Another sitzmark for the World Cup
Here's a thought for the World Cup Committee, the lofty savants who each year devise and re-advise the scoring system that is supposed to tell us who are the world's best male and female ski racers: Back to the drawing board, fellas. You've blown it again.
For years, the World Cup hierarchy ha s rigged and rerigged the scoring system to reward and encourage all-around proficiency in the three Alpine disciplines, not brilliance in but one or two events. One result has been Ingemar Stenmark's being denied the World Cup for the second year in a row.
This season, the great Swedish skier has won nine World Cup races, earning the maximum points possible in slalom and giant slalom. But once again he did not race in the downhills. And with still the season's final event to go, Stenmark had lost the World Cup by four points to Liechtenstein's Andreas Wenzel.

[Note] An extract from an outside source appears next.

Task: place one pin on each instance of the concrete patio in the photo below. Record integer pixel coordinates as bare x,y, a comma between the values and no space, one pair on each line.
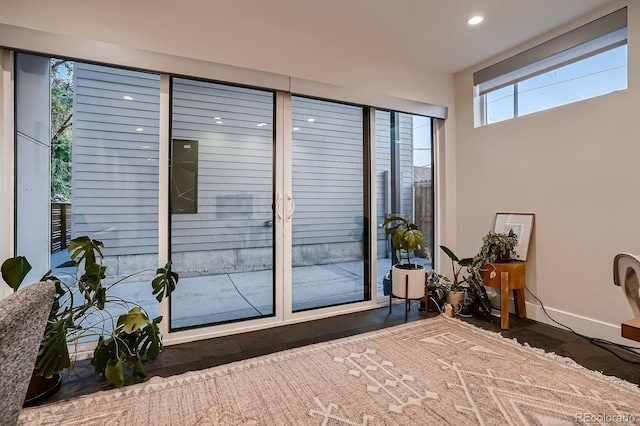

Wenzel's best results for the season going into that final race were one win in a slalom, one in a giant slalom, and a fourth in a downhill. Together with consistently good but not winning performances in the other races, these were good enough to give him the World cup despite Stenmark's nine victories.
Nothing can be taken from Wenzel's considerable accomplishments. He earned two silvers at Lake Placid (one in the Olympic giant slalom plus the World Ski Federation silver medal for his combined results in slalom, downhill, and giant slalom). Andreas and his sister, 1980 World Cup champion Hanni Wenzel, alone gave little Liechtenstein a tie with Austria's mighty ski machine for the most Olympic alpine ski medals. They are also the first World Cup champion brother-and-sister act in history.
But is Andreas the best ski racer in the world? Stenmark would need only five points in downhill to still be ahead of him. Ingemar could have done that with one 11th place finish or three 14ths. He elected not to race downhill. Should he lose the championship for not coming in 11th in a downhill?
Most skiers would say "no." But the principle that the World Cup seers are trying to promote -- determining an all-around champion and resisting the trend to overspecialize -- is a worthy one.
What's needed is a scoring system that gives some weight to combined results, but much less weight than has been allowed the past two years. If a racer gets the maximum score possible in two disciplines, anybody beating him (or her) should at least have to win one race in all three disciplines.
To beat an Ingemar Stenmark and not have better than a fourth in downhill doesn't make much sense.